La reciente petición del actor José Sacristán a la vicepresidenta del Gobierno en funciones, Carmen Calvo, en plena calle, para que el PSOE y Podemos se pongan de acuerdo para la investidura representa el último capítulo de una larga historia de reivindicaciones de los intelectuales frente a los poderosos. En un libro con el elocuente título de Nosotros, los abajo firmantes (Galaxia Gutenberg, 2014) el historiador Santos Juliá trazó un arco temporal entre finales del siglo XIX, con la generación del 98, y nuestros días sobre cerca de medio centenar de manifiestos, protestas y cartas que escritores y artistas han dirigido a muy distintos gobiernos. Como parece lógico, la participación de los intelectuales en los asuntos públicos aumentó en periodos de efervescencia política y social como la Segunda República o la Transición. No obstante, la vigencia de esta forma de intervención se ha mantenido y el abordaje de José Sacristán a la vicepresidenta y su repercusión mediática demuestran que la opinión de los artistas sigue teniendo una cierta relevancia social. Además, estas actitudes suelen significar un alto grado de compromiso para las gentes de la cultura y del espectáculo que, en ocasiones, se juegan parte de su carrera por defender en público sus ideas. Así, el último episodio en este tipo de represalias a la libertad de expresión lo hemos encontrado en la reciente prohibición por el conservador Ayuntamiento de Madrid de un concierto del cantautor Luis Pastor y de su hijo Pedro, unos músicos conocidos por sus simpatías izquierdistas. El concierto se celebró finalmente con la asistencia de unas 3.000 personas en un desafío a la prohibición y en un gesto de rebeldía frente a la censura.

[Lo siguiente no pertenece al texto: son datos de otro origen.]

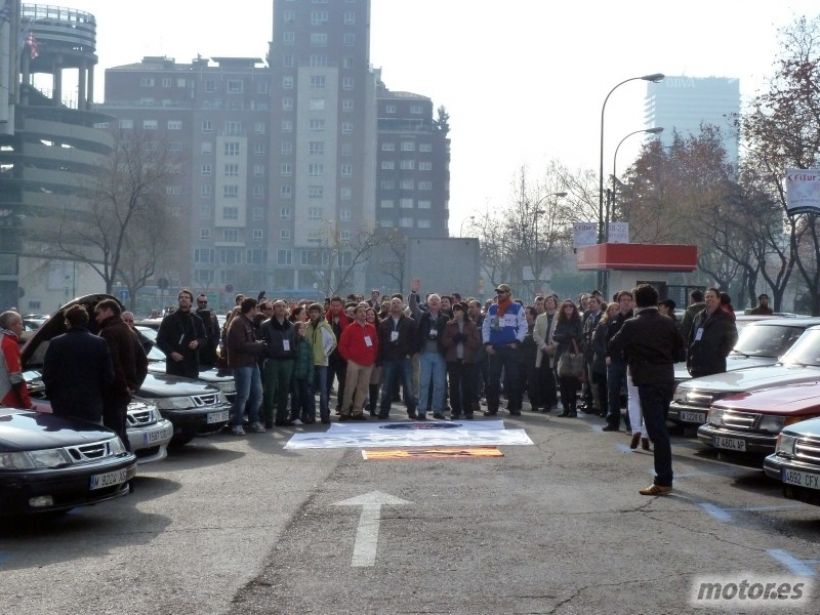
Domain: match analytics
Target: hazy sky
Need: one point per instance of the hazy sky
(523, 80)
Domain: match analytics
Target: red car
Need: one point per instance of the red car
(750, 422)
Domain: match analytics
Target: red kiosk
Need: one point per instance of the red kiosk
(629, 264)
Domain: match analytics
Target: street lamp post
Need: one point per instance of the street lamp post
(537, 273)
(611, 204)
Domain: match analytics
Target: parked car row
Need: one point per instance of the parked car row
(772, 411)
(52, 464)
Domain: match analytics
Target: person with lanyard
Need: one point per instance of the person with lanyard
(545, 359)
(503, 331)
(461, 343)
(396, 344)
(180, 336)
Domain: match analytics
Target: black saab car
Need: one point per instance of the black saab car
(192, 406)
(796, 461)
(50, 464)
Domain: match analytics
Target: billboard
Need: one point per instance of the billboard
(802, 188)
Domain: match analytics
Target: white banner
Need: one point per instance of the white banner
(584, 234)
(802, 188)
(407, 433)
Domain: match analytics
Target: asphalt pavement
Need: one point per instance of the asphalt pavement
(232, 525)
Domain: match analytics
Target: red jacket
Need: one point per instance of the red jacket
(359, 344)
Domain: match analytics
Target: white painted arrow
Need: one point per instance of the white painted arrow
(367, 535)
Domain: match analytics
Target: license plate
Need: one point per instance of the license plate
(218, 417)
(731, 444)
(101, 481)
(801, 479)
(156, 436)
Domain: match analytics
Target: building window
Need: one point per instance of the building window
(318, 39)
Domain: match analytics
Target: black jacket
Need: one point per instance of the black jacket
(275, 335)
(402, 347)
(77, 372)
(652, 344)
(175, 333)
(707, 355)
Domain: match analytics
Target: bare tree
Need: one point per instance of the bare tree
(130, 188)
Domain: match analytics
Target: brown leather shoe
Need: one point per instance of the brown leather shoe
(656, 490)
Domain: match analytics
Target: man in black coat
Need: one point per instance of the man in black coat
(712, 338)
(652, 344)
(77, 370)
(180, 336)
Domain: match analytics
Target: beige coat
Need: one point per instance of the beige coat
(543, 338)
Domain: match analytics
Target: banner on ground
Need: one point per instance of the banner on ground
(406, 433)
(802, 187)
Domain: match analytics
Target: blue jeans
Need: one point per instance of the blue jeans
(392, 370)
(432, 370)
(320, 384)
(248, 394)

Ahora bien, está claro que la influencia de intelectuales y artistas ha menguado en unos tiempos en los que el sensacionalismo y el narcisismo de las redes sociales, unidos al mercado barriobajero en que se han convertido los debates de tertulianos en la televisión, propician bien poco debates serenos o reflexiones inteligentes. Un ruido estridente, constante, falto de argumentos razonados, invade por completo los espacios públicos y deja poco margen para los intelectuales con voluntad de compromiso. De este modo se entiende que escritores, cineastas o músicos de primera fila rehúyan las invitaciones a este zoco histérico y se refugien en sus trabajos o, como mucho, publiquen en la prensa escrita, un ámbito más reflexivo que otros. Algunos escritores de relieve, como Antonio Muñoz Molina, han recordado en más de una ocasión aquel deseo de Manuel Azaña, una singular mezcla de intelectual y político, cuando decía en los años treinta: “Si cada español hablara sólo de lo que sabe, se haría un gran silencio nacional que podríamos aprovechar para estudiar”. Una gran lección para los tertulianos. En cualquier caso y a pesar de que parezca una batalla perdida, muchos profesionales de la cultura siguen luchando para que se escuche su voz en el foro.

No lo hacen por aumentar su popularidad o su cuenta corriente. Más bien al contrario. En definitiva, los abajo firmantes intentan expresar un sentimiento social mayoritario, introducir un poco de cordura en el disparate nacional. Como hizo José Sacristán, uno de los actores más respetados de este país, cuando se cruzó con Carmen Calvo en el centro de Madrid.